如何在随机森林中不显示 "samples" 和 "value" 的情况下绘制树?
How to plot tree without showing "samples" and "value" in random forest?
我想让我的树更简单,想知道如何在不显示样本(例如 83)和值(例如 [34,53,29,26])的情况下绘制树? (我不想要最后两行)
这是当前绘制树的部分代码。
X = df.iloc[:,0: -1]
y = df.iloc[:,-1]
X_train, X_test, y_train, y_test = train_test_split(X, y, test_size=0.3, stratify=y)
clf = RandomForestClassifier()
clf.fit(X_train,y_train)
.
.
.
.
# Here, I guess I need to add some commands.
plot_tree(clf.estimators_[5],
feature_names=X.columns,
class_names=names,
filled=True,
impurity=True,
rounded=True,
max_depth = 3)
假设我们有这样一个数据集,我们使用 ax =
参数分配 matplotlib 轴:
from sklearn.datasets import load_iris
from sklearn.ensemble import RandomForestClassifier
from sklearn import tree
import matplotlib.pyplot as plt
import re
import matplotlib
fig, ax = plt.subplots(figsize=(8,5))
clf = RandomForestClassifier(random_state=0)
iris = load_iris()
clf = clf.fit(iris.data, iris.target)
tree.plot_tree(clf.estimators_[0],ax=ax,
feature_names= iris.feature_names, class_names=iris.target_names)

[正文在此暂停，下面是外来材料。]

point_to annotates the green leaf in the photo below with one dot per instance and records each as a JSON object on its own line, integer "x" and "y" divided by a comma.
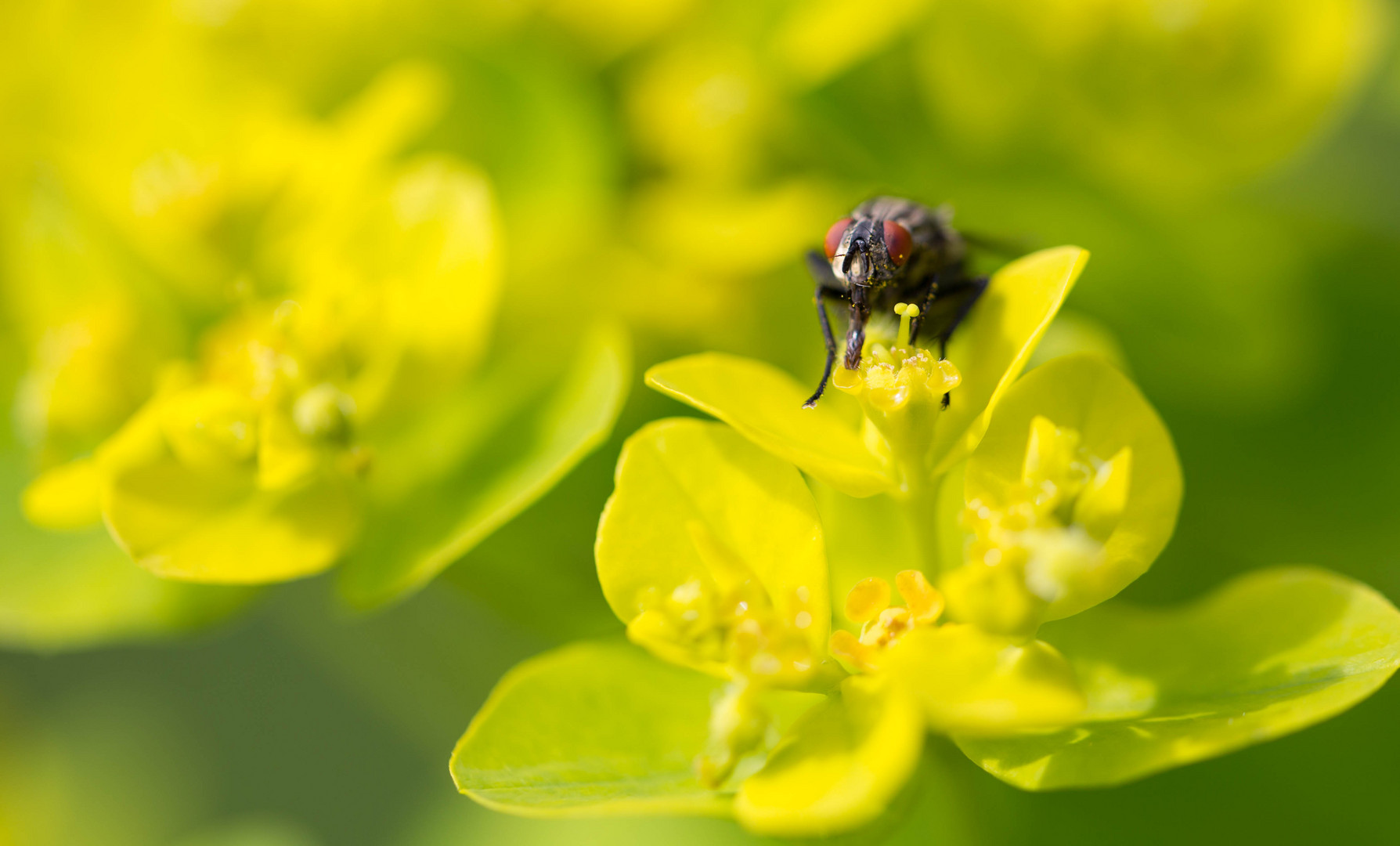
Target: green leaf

不确定这是否是最好的方法,一种方法是进入 ax.properties()
并编辑文本:
def replace_text(obj):
if type(obj) == matplotlib.text.Annotation:
txt = obj.get_text()
txt = re.sub("\nsamples[^$]*class","\nclass",txt)
obj.set_text(txt)
return obj
ax.properties()['children'] = [replace_text(i) for i in ax.properties()['children']]
fig.show()
@StupidWolf 对上述命题的小改进。
如果类很多,则value = [...]
拆分成多行:
value = [100, 0, 0, 0, 0,
6, 7, 0, 0, 0, 0,
0, 13]
因此,我没有用 re.sub(...)
替换文本,而是检查哪一行开始 value
部分:
def replace_text(obj):
if type(obj) == matplotlib.text.Annotation:
txt = obj.get_text()
_lines = txt.splitlines()
_result = []
value_index = None
class_index = None
for i, _line in enumerate(_lines):
if "value" in _line:
value_index = i
if "class" in _line:
class_index = i
assert value_index and class_index
_result = _lines[:value_index] + _lines[class_index:]
obj.set_text("\n".join(_result))
return obj
我想让我的树更简单,想知道如何在不显示样本(例如 83)和值(例如 [34,53,29,26])的情况下绘制树? (我不想要最后两行)
这是当前绘制树的部分代码。
X = df.iloc[:,0: -1]
y = df.iloc[:,-1]
X_train, X_test, y_train, y_test = train_test_split(X, y, test_size=0.3, stratify=y)
clf = RandomForestClassifier()
clf.fit(X_train,y_train)
.
.
.
.
# Here, I guess I need to add some commands.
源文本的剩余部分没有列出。